In an October speech to the U.N. General Assembly, Mendez called for a ban on the use of isolation as punishment and for a prohibition on long-term solitary confinement, citing scientific studies linking such conditions to lasting psychological damage.

“Segregation, isolation, separation, cellular, lockdown, supermax, the hole, secure housing unit … whatever the name --solitary confinement should be banned by states as a punishment or extortion technique,” Mendez said. "Indefinite and prolonged solitary confinement, in excess of 15 days, should also be subject to prohibition."

“Considering the severe mental pain or suffering solitary confinement may cause, it can amount to torture,” he said.

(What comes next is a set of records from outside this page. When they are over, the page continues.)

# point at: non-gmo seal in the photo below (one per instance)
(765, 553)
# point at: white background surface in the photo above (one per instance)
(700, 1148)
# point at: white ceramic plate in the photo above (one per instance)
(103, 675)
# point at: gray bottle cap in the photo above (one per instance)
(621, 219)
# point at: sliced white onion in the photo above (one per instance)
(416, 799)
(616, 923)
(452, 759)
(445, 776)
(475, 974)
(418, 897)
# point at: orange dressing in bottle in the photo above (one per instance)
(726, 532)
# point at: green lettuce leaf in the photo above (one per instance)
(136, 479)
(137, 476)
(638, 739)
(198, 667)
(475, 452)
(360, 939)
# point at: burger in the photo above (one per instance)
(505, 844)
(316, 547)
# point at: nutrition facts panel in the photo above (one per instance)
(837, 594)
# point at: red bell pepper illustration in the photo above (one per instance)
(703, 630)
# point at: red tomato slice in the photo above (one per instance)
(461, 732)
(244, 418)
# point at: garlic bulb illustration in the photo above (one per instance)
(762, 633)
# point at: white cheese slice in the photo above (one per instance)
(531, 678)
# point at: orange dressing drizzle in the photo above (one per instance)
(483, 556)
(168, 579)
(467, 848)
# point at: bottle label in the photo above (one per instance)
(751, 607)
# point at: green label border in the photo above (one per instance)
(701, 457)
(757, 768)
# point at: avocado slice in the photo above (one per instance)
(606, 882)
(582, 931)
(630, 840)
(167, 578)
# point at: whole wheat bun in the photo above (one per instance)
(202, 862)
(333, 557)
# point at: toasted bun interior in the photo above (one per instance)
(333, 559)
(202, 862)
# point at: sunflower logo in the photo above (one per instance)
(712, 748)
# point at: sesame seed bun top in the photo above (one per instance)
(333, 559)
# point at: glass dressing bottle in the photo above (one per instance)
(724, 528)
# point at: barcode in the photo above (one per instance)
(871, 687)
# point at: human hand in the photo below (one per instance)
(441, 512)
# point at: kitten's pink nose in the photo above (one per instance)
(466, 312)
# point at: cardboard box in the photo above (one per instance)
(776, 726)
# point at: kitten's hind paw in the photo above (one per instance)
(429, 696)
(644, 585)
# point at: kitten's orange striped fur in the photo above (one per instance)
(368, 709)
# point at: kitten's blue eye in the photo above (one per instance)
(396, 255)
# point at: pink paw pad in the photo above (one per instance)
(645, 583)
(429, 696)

Lobel, the Center for Constitutional Rights president, said he hoped the center's lawsuit would proceed quickly through the courts. The Supreme Court has held that prisoners have the right to challenge their detention in extreme isolation units. But it has not ruled on whether long-term solitary confinement violates the Constitution's prohibition on cruel and unusual punishment.

"We are hoping that this case will be pushed expeditiously and we'll get some ruling within a year," he said.